The IFP has homed in on the ANC government’s record of corruption in its final bid to win voters’ hearts ahead of Monday’s local government elections. 

During its last rally, held in Ulundi on Thursday, party president Velenkosini Hlabisa said SA has turned into a hopeless state plagued by unemployment and collapsed governance at national, provincial and local levels due to corruption.

Detailing his claims, Hlabisa said during election campaigning, the IFP has listened to the frustrations of ordinary South Africans, including painful stories of losing jobs, watching their children going to bed with empty stomachs and losing homes, furniture and cars as they could not afford instalments.

He also mentioned poor service delivery, including a lack of housing, nondelivery of water and electricity and rolling blackouts. A big part of the governing party’s “dismal failure” when it comes to service delivery relates to the state’s meagre “available resources”.

“Projects will be delivered [but] there is little or no consequence management. No-one is held accountable for the lives destroyed and the promises of a better life that are never fulfilled. 

“Corruption has robbed our people. The money that should have created jobs, built houses, provided our people with electricity, clean water, roads and fixed potholes has gone into the wrong hands under the watch of the ruling party,” Hlabisa said.

Corruption has become the calling card of the ANC and eats away at the budgets allocated to municipalities. The ANC government’s corruption had a devastating domino effect on all aspects of the lives of South Africans. 

“Imagine that the money allocated to building a new school is misspent or stolen. The workers who could have made a living building that school are left without work and unable to provide for their families. The teachers, who could have found employment once the new school had been built, remain unemployed,” Hlabisa said.

“Then we have the learners who would have benefited from having another school in their community. They are forced to continue attending an overcrowded school, where there are 80 to 90 students per class.

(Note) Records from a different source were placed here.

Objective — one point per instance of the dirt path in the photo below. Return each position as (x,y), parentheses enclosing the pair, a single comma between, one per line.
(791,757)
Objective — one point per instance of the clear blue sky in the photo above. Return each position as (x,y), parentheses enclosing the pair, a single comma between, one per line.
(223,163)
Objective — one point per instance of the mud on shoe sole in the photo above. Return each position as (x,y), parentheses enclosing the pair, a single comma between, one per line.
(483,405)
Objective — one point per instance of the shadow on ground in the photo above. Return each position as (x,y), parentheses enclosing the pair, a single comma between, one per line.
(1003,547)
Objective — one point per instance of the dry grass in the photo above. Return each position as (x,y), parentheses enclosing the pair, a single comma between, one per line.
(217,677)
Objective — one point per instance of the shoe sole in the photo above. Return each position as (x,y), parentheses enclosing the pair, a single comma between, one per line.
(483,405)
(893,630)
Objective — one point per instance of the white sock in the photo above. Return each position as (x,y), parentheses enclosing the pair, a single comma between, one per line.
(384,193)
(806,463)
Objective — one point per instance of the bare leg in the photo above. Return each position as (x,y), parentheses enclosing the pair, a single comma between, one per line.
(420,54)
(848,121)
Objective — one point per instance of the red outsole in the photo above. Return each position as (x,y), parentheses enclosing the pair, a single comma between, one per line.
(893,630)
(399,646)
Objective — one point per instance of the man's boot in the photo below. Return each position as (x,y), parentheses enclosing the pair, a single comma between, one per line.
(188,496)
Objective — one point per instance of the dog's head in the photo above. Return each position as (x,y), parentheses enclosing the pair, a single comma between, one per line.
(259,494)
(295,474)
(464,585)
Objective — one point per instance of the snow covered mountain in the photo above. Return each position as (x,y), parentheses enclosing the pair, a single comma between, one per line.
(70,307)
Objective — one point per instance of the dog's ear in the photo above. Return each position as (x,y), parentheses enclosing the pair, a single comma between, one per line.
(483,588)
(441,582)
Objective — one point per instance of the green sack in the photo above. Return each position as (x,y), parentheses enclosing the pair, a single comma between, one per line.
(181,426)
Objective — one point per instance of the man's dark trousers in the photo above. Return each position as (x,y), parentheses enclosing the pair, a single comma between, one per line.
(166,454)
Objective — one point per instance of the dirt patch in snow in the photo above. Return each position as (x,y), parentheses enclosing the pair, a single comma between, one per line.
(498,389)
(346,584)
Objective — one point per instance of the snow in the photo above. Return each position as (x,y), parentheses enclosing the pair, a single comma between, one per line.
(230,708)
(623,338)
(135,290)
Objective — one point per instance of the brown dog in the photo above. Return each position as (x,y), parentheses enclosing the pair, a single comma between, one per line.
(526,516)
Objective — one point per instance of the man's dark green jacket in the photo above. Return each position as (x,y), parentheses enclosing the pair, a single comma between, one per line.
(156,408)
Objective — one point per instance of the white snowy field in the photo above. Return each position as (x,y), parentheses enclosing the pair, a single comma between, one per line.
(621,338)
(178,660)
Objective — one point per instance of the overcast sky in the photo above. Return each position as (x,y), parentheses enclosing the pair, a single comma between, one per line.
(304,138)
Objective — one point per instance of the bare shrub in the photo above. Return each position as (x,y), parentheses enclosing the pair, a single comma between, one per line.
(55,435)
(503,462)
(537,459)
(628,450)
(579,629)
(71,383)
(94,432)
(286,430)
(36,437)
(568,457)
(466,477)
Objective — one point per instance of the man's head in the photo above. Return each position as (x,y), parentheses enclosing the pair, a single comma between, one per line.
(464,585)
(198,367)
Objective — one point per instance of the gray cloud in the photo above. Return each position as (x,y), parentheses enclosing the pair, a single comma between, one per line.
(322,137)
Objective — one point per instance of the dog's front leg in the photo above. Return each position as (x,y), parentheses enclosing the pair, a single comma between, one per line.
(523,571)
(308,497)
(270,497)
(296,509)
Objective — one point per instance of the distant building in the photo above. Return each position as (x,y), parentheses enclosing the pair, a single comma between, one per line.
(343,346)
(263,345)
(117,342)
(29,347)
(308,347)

“It is not difficult to imagine that many of these young people will drop out of school. Those who remain do not receive an education that will equip them to become productive members of society, and they find themselves unable to earn a living, and contribute to the country’s economy.”

He asked voters to choose an IFP government to stop corruption, and called on those who attended the rally to vote out the party or councillors with a track record of corruption. The IFP is for people and will never be for corruption, Hlabisa said, promising voters that the party would serve with accountability, fix municipalities, deliver services and look after the purse of each municipality for the benefit of the people. 

“Not only does the IFP have the solutions — the IFP is the solution. A big part of this solution is our people — the IFP councillors who serve you in your wards and in your municipalities.”